Una cuartilla acarició su semblante y deslizándose en el aire enfiló hacia la estufa. Antes que se precipitara sobre las brasas Juan la tomó entre sus manos. Era un dibujo, lo observó sin interés y de repente con detenimiento. Era un retrato… ¡Su retrato!

Súbitamente volvió la cabeza y tras él, con las manos depositadas sobre el respaldo del sofá, estaba una hermosa mujer.

Lo supo al instante.

- Sí, yo soy Mabel y tú eres Juan, el del retrato ¿verdad?

Sólo acertó a asentir.

- Supe que mi querido y dulce Juan había fallecido cuando me resultó imposible retratarlo una sola vez…

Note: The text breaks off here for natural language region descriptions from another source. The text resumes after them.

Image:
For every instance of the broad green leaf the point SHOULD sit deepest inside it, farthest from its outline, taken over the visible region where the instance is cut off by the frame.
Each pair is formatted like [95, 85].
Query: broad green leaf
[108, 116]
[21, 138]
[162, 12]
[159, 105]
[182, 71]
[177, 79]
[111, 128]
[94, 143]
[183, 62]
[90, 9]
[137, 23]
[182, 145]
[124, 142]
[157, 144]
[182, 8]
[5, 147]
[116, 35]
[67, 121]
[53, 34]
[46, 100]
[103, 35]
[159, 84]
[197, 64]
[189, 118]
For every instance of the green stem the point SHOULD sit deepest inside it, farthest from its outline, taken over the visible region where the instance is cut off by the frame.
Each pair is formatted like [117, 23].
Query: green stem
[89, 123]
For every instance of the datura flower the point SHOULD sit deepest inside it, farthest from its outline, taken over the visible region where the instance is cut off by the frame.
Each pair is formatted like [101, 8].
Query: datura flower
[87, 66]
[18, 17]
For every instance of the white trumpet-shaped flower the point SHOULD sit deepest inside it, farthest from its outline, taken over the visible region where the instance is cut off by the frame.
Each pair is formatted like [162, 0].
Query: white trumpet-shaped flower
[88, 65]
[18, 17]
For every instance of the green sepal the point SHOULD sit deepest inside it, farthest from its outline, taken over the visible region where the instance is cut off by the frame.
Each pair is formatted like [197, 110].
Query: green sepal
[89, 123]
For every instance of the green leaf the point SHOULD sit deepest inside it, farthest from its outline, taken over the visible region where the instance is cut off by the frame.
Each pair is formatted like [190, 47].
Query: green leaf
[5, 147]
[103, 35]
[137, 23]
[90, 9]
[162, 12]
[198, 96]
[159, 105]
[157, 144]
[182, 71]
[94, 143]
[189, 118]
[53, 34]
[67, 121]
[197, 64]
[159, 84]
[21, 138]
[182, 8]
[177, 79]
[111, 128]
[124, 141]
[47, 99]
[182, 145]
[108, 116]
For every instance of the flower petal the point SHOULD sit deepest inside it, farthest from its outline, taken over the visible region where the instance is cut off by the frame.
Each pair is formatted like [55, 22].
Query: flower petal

Él, compungido, balbuceó un dudoso “sí.”

Ella prosiguió.

- Y también descubrí algo más al tratar de rehacerlo una y otra vez. El esbozo que perfilaba era siempre similar y debía representar a alguien. Alguien que sin que yo lo supiera ya estaba ocupando mi mente y mis pensamientos. Y ése eras tú… Aquel ser desconocido que al cabo del tiempo averigüe, trataba de mantener viva mi ilusión y lo conseguía, mediante aquellas preciosas cartas que recibía casi a diario… Tú, mi nuevo Don Juan, mi nuevo amor… ¿Te llamas Juan en realidad?

Él asintió con timidez.

Entonces Mabel, sin dejar de observarlo fijamente con sus bellos ojos turquesa, se acomodó a su lado. Le tomó de las manos y lo hizo. Le besó son suavidad en los labios.
Y Juan Germán López, como un estallido de placer, experimentó una sensación de bienestar que le colmó por entero, y lo supo. Tuvo claro que si ahora era un hombre afortunado, durante el resto de su existencia sería un hombre doblemente dichoso, pero ante todo, inmensamente feliz.


José Fernández del Vallado. Josef. Abril 2007.

4 libros abiertos:

Vivianne dijo...

Enternecedor amigo, palpitante y suavemente dibujado,cada pàrrafo està colmado de dulzura infinita, me a encantado como siempre, besos.

Gi dijo...

Josef.

Uma história extremamente bem estruturada, com uma linguagem poética que me encanta. Adorei cada momento de leitura.

Obrigada Josef

Anónimo dijo...

Una maravilla. Como siempre Josef. Besos. Magda

Anónimo dijo...

Una historia preciosa y tan bien escrita como siempre. Magda m.